И люди верят ему, потому что он понимает в политике.
— Война! Будет война! — это переходит из уст в уста, а Иванку кажется, что это собирается налететь на них Смок — с огненными глазами, с двенадцатью головами и большими черными хвостами, из которых один уже висит на костеле.
— Будь что будет. Хуже того, что есть, не быть, потому как уже и так некуда.
Это говорит сапожник Петро Даниляк, у которого семеро детей и ни клочка поля.
— Но где же это его подглядели, того Фердинанда? — спрашивает женщина, только что вернувшаяся с поля.
— В Сараеве! В Сербии! — снова отвечает Проць, потому что он все знает.
Нависла ночь, и на улице было совсем темно. А черный флаг был самым темным пятном и веял тревогой на жителей местечка.
Дети давно уже вернулись и сидели возле своей хаты. Мамы не было.
Улица пустела. От хат, садов и из-за темных углов начала выползать ночная тишь: черноокая, глазастая, она, казалось, говорила что-то таинственное, страшное.
Дети сидели на завалинке и боялись войти в хату. Оттуда на них сквозь окна, словно из пещер, смотрела тьма…
Над хатой шумела липа. Старая, дуплистая, она тоже что-то говорила детям своими темными ямами, из которых, казалось, светили глаза Смока.
Гандзуня начала плакать.
— Глупая, перестань! Вот будет война, — говорил Иванко. — Вон, вон она уже выглядывает из дупла. Смотри, какие у нее красные глаза!
Гандзуня, услышав это, прижалась к Иванку и крепко схватилась за его руку, вся дрожа от страха, а Петро закрыл глаза, чтобы не видеть липы и костела, где висел черный флаг.
И вдруг Иванку тоже сделалось страшно.
Поднялся с завалинки, вышел на дорогу, чтобы посмотреть, не идет ли мама. За ним Петро и Гандзуня вскочили и тоже побежали на дорогу.
Стояли, всматривались в темноту: не идет ли? Но ее не было, и дети громко заплакали.
Проходили какие-то люди, успокаивали, а дети говорили:
— Мамы нету, мы боимся!
Люди прошли, и Иванко тоже начал плакать. А громче всех, захлебываясь плачем, кричала Юлька.
Тогда из хаты вышла Проциха. Она взяла ребенка на руки, открыла хату и вошла. За нею вошли дети. Соседка засветила лампу, которая выглядела в черной хате как бледное пятно. Положила Юльку в колыбель, принесла детям молока, налила для старших миску, а Юльку напоила сама из чашечки.
Дети сидели на лавке и хлебали ложками молоко, спеша побольше захватить. Когда немного успокоились, Проциха, выходя, сказала:
— Будьте умными и не ревите, мама скоро должна прийти. А ты, Иванко, встань и закрой дверь, время уже позднее.

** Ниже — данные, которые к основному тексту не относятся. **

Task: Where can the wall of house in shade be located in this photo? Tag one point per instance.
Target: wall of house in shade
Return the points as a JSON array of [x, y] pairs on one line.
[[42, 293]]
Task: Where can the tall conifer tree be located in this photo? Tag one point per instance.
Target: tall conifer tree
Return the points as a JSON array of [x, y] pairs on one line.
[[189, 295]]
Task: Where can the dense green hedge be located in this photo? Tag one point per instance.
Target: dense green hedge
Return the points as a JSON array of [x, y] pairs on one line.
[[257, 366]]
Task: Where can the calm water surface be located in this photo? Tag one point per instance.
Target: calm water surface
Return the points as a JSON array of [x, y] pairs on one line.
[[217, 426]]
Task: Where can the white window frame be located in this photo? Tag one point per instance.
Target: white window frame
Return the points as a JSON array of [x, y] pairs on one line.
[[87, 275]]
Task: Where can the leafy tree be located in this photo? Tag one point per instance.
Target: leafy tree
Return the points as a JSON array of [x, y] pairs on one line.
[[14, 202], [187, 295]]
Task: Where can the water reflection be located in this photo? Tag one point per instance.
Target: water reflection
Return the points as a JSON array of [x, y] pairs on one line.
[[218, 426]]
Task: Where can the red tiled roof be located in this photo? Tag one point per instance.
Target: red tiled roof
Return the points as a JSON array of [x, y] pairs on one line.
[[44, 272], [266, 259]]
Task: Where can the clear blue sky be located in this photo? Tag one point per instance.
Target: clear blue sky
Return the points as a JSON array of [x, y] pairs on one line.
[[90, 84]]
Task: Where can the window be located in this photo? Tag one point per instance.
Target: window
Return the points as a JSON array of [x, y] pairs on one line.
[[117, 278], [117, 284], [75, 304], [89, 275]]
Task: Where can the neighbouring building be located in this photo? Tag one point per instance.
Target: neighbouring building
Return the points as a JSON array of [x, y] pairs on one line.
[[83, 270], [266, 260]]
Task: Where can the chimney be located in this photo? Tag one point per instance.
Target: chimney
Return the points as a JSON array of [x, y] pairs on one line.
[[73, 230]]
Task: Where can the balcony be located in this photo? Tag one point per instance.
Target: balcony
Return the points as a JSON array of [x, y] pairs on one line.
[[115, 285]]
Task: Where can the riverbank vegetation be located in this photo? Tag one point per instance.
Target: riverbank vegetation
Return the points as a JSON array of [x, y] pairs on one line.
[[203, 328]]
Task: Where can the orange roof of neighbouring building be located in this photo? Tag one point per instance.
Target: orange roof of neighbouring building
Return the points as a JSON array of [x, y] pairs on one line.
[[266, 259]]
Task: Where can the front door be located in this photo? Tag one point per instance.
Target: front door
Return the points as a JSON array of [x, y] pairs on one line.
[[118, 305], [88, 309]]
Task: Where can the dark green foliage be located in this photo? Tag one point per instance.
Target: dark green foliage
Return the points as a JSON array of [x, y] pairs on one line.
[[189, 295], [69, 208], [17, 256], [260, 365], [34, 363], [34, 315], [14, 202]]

Соседка ушла. Было так тихо, что детям страшно стало даже слышать свой голос. Сидели молча на лавке под окном и прислушивались к каждому стуку, шелесту.
На улице шумела дуплистая липа.
Иванко никак не мог придумать: что могло бы задержать маму? И опять в воображении встал черный флаг. «Убили!»

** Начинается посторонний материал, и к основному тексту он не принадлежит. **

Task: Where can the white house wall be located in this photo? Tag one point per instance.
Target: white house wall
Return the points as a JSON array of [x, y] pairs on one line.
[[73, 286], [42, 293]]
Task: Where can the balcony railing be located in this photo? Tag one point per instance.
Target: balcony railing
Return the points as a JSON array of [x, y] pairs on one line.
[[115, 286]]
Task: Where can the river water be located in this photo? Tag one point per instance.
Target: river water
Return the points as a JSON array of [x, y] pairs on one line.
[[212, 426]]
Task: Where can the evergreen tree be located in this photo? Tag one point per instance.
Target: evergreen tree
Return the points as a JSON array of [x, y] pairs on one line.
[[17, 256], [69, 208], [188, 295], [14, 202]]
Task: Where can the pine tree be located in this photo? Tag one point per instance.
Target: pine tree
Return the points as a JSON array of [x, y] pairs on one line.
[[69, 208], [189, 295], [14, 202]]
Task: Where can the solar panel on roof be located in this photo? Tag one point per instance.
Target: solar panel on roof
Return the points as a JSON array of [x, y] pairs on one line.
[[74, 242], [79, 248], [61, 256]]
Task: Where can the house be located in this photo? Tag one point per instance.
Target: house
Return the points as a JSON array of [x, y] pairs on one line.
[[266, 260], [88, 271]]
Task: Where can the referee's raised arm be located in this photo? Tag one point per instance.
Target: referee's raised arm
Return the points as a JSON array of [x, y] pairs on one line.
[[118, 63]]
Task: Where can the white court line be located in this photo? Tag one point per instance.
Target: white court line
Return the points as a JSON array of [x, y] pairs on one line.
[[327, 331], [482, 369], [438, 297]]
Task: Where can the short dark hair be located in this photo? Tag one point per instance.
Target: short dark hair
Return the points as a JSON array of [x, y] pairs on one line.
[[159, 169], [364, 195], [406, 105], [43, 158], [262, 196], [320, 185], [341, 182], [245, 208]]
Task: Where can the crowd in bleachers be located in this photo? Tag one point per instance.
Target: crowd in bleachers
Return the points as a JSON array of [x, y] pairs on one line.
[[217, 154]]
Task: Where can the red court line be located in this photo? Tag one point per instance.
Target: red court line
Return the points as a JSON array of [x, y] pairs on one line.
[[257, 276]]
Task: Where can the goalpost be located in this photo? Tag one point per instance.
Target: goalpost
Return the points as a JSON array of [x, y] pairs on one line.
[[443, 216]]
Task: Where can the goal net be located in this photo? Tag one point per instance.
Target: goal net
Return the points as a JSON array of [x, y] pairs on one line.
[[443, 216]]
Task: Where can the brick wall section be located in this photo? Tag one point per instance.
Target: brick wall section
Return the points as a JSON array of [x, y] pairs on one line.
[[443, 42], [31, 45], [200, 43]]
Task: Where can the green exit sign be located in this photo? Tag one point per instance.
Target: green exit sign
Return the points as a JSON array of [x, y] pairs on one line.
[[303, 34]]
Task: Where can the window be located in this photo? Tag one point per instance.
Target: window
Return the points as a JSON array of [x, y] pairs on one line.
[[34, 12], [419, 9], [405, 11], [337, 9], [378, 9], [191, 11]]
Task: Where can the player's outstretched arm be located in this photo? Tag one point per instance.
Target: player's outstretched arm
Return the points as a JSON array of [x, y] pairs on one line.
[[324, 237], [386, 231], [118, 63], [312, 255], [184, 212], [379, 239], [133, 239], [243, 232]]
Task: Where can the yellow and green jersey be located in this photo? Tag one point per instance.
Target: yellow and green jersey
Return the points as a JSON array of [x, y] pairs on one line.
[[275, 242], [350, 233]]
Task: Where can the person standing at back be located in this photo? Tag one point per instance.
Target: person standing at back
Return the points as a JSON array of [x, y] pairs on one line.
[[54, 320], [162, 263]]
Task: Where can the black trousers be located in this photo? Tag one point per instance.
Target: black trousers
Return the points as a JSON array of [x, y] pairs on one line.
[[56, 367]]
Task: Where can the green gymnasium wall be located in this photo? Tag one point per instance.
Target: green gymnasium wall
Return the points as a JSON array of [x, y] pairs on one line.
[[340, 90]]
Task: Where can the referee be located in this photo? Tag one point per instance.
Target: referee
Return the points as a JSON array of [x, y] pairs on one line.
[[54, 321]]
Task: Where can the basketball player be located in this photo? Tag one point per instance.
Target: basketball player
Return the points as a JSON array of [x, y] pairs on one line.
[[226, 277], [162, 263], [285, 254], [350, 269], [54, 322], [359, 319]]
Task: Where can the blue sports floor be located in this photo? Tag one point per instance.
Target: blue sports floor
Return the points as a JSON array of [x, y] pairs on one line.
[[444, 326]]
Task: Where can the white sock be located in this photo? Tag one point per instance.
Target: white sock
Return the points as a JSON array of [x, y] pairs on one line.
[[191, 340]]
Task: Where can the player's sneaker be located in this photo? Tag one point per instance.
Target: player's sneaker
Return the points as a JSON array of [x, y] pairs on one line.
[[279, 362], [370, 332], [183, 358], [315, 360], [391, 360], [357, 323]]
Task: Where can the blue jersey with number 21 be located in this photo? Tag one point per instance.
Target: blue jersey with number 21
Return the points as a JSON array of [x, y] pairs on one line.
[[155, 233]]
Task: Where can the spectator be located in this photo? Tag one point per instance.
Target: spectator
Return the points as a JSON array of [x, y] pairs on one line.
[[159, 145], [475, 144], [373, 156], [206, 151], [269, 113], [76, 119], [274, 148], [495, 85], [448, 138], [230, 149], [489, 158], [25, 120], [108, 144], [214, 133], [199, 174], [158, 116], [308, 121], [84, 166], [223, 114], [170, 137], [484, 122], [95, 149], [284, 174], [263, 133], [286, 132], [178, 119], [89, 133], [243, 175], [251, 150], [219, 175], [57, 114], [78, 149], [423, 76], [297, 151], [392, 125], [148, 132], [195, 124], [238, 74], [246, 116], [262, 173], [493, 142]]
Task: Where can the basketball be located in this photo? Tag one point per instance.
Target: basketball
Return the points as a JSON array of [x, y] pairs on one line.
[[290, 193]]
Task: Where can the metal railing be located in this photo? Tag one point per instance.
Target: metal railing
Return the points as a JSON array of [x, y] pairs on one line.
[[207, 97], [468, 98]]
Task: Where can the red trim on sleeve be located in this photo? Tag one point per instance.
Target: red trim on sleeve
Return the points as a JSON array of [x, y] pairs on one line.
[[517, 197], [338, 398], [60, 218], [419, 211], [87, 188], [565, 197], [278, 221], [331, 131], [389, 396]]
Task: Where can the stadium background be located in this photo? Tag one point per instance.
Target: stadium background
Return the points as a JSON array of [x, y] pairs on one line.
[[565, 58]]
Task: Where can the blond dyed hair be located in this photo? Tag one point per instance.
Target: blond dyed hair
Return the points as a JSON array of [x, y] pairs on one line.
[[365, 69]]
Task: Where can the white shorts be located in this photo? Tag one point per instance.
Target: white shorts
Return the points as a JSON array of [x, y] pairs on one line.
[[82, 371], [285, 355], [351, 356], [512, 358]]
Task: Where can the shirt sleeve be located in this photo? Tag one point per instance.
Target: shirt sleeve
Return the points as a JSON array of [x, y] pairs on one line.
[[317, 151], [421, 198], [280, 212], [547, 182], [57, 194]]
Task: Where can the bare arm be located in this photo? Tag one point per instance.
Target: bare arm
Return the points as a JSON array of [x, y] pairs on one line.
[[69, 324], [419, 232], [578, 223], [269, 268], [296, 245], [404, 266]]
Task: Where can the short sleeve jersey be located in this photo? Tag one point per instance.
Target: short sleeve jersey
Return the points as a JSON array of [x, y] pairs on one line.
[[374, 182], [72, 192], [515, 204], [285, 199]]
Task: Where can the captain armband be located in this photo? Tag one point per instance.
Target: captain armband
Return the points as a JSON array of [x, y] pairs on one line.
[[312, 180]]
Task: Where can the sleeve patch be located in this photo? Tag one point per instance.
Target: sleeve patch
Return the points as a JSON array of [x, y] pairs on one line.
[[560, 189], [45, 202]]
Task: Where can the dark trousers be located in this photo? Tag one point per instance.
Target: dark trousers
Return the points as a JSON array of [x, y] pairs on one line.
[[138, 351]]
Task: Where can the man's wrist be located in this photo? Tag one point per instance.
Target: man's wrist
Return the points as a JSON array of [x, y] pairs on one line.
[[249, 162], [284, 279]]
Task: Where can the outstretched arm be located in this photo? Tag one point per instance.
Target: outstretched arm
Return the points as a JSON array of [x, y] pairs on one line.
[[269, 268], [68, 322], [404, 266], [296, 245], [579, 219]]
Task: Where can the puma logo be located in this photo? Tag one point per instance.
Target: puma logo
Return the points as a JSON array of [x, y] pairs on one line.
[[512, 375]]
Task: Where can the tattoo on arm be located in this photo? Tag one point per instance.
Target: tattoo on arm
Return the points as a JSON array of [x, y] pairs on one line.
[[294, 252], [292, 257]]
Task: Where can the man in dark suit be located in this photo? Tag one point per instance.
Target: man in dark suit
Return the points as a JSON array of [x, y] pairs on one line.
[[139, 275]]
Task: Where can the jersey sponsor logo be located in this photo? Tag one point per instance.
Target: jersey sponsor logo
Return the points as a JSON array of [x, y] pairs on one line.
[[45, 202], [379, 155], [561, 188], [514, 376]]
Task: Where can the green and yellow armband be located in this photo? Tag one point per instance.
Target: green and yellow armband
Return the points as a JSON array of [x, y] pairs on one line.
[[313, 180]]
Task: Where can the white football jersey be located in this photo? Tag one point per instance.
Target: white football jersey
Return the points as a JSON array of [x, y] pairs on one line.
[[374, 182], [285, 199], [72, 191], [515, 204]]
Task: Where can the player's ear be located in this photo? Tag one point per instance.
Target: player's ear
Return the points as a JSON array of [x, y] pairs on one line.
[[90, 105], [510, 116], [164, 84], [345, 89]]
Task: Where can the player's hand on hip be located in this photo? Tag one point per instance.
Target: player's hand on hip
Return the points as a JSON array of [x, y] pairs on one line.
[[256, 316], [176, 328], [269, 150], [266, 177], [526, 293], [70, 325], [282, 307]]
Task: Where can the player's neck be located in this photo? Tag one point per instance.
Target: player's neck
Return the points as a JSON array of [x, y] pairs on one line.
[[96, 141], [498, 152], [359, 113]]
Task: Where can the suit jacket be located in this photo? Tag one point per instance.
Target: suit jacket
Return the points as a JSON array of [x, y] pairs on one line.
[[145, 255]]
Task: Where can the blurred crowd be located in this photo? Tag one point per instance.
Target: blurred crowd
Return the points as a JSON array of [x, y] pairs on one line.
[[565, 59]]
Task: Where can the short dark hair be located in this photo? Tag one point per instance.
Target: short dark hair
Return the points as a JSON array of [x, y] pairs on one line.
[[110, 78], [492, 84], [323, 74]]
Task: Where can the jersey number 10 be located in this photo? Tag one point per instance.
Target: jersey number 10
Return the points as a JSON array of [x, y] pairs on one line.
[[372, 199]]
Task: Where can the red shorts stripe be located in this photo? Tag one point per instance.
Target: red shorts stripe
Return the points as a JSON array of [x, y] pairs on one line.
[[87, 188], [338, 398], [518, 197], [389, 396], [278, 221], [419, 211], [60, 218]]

«А что, если мама умерла?» И видел измученное мамино лицо, запавшие глаза, узлы на плечах…
Хоть бы пришла. Он скажет, чтобы она ложилась, а сам наварит и подаст ей картошки, накормит детей и уже всегда, всегда будет ее слушаться.
«Мамочка!» — хотел крикнуть от тоски и отчаяния.

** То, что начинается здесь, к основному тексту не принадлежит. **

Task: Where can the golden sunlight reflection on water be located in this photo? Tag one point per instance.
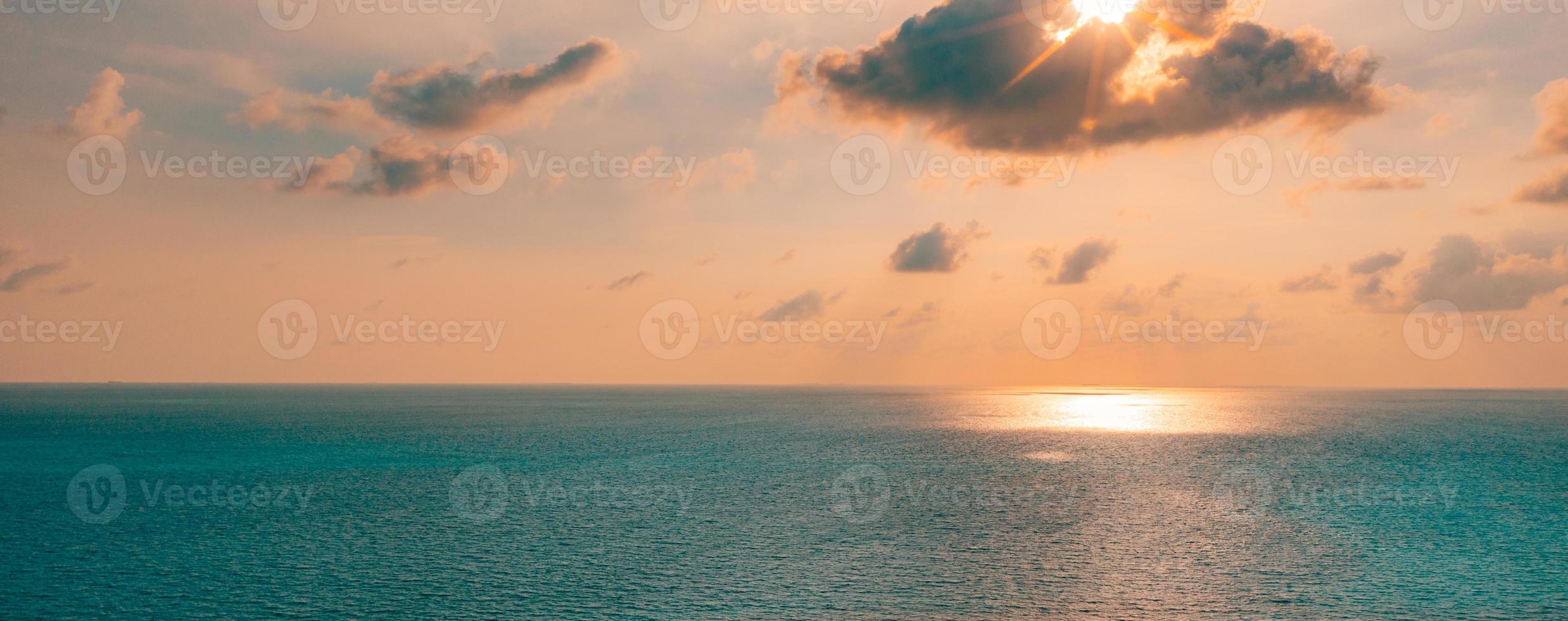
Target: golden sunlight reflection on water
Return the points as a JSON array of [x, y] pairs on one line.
[[1103, 411]]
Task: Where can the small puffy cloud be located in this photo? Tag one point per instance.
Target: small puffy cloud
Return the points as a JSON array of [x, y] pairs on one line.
[[626, 281], [979, 74], [453, 99], [1377, 262], [1078, 262], [803, 306], [937, 250], [73, 289], [103, 112], [1552, 190], [927, 312], [397, 167], [30, 273], [1484, 278], [297, 112], [1318, 281], [1552, 104]]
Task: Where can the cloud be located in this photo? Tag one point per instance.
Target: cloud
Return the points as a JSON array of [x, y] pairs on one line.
[[937, 250], [1484, 278], [962, 71], [1550, 190], [1078, 264], [735, 170], [1135, 302], [73, 289], [22, 276], [927, 312], [297, 112], [101, 113], [1552, 104], [1319, 281], [452, 99], [803, 306], [1377, 262], [396, 167], [626, 281]]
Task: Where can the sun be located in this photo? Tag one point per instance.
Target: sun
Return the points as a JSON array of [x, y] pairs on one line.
[[1106, 11]]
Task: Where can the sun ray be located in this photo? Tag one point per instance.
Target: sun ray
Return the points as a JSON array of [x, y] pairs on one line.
[[1030, 68], [1095, 68]]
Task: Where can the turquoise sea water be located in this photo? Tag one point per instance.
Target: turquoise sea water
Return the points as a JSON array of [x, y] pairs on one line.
[[703, 503]]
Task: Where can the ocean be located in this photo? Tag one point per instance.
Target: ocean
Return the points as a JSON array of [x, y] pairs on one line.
[[781, 503]]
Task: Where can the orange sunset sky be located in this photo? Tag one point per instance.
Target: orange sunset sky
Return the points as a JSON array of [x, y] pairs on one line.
[[1408, 157]]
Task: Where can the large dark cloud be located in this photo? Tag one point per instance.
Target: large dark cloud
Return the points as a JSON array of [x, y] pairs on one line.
[[937, 250], [396, 167], [951, 70], [449, 98]]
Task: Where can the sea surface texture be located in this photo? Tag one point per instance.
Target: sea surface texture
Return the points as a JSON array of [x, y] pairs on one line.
[[818, 504]]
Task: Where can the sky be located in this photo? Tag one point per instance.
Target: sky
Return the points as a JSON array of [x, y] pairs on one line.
[[786, 192]]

Послышались шаги. Кто-то шел. Дети притихли, всматривались в окно. Шаги приближались, и дети уже радовались, собирались встретить маму.
Вот шаги приблизились к самой двери, вот сейчас рука возьмется за клямку. Дети вскочили, Иванко бросился к двери, но шаги протопали дальше, кто-то быстро прошел мимо хаты.
В хлеву кричала голодная свинья. В хате стояли помои, а в сенях было немного резки. Можно было дать, но никто не отважился открыть дверь в сени. Свинья кричала и ломилась в дверь, и этот крик нарушал тишину, но она засела в каждом углу хаты и говорила с детьми тонким шелестом липы, отбрасывавшей подвижные тени на окна.
Потом свинья замолкла. Выломила дверь и ушла на огород.
И сразу детям показалось страшным окно, где лампа высвечивала золотыми искорками капли пота. Уселись все трое на земле возле колыбели и потихоньку качали Юльку, а она уже дремала. Так сидели и прислушивались к движению воздуха на дворе, но было тихо, и только шелест липы и ритмичный скрип колыбели прошивали тишину.